Still, it comes down to this: When one of the interviewers said “The comics thing wasn’t a big piece of this at all, it seems,” Ogilvie responded, “No, it wasn’t. It wasn’t 100% of it.” 

Keeping Comics Culture

While the question of who will purchase Diamond seems to be settled, at least for now, a bigger question remains: Will comics survive?

The answer to this is an unequivocal yes. According to ICv2, total sales of comics in comic shops, bookstores, and other venues came to $1.87 billion in 2023. Most of the big publishers have shifted direct market distribution to Lunar and PRH, so even if Alliance Entertainment exits the biz, retailers will still be served by two other distributors. And there’s more to comics than the direct market: Graphic novels and manga are still selling like gangbusters in bookstores, and the vertical-scroll comics known generically as webtoons continue to be popular and, through some sort of magic, to make money. 

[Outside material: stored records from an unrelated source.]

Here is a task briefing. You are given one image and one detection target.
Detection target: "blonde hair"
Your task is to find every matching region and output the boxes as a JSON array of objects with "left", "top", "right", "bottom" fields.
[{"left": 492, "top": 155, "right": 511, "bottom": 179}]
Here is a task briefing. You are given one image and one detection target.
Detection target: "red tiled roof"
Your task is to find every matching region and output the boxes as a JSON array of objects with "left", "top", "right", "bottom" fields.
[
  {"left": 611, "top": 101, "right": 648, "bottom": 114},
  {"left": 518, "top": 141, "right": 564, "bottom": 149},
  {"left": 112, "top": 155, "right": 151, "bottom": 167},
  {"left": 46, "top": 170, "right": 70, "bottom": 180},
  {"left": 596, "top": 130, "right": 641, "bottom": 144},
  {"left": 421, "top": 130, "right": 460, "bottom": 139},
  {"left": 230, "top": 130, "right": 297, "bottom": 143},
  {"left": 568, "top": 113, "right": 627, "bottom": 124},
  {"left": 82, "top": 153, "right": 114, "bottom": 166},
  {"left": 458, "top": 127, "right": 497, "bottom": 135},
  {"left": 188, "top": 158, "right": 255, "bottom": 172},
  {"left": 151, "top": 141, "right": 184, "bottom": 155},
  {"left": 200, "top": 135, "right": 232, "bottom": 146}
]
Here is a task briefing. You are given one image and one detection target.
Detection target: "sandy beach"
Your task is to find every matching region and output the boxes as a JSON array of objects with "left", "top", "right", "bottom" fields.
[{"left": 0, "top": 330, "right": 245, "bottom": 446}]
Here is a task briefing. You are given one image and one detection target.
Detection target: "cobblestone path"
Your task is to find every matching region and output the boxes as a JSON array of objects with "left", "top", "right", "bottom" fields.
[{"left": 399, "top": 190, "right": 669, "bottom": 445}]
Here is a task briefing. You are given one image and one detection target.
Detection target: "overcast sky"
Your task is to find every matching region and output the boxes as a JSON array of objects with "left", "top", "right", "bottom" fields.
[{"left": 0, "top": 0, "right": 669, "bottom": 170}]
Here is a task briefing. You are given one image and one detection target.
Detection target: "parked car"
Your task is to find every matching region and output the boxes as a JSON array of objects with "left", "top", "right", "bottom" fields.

It's more problematic from the publishers’ point of view, as Lunar and PRH have not evinced much interest in the smaller publishers. There are work-arounds, such as Massive Comics’ Massive Indies program, in which they become a sub-distributor to Lunar. Other publishers established direct-to-retailer programs in the wake of the bankruptcy news. Perhaps some enterprising indie fan will spot the opportunity and set up a small-press distributor. Or perhaps small publishers will conclude that physical $5 comics are simply not profitable and will find new ways to get comics to the masses.

The direct market distribution system that culminated in Diamond began with comics fans who really, really wanted to get their comics on a reliable basis. In the 50 years since, the business has gotten larger and more, for lack of a better term, businesslike. It’s still not there – witness the struggles publishers, retailers, and distributors have with creating unified comics metadata, something that has been a no-brainer in the book industry for years. But it’s easier than ever before to find new comics to read and to buy them no matter where you live. We’ve come a long way since the days when most people got their comics by plucking random issues off the newsstand.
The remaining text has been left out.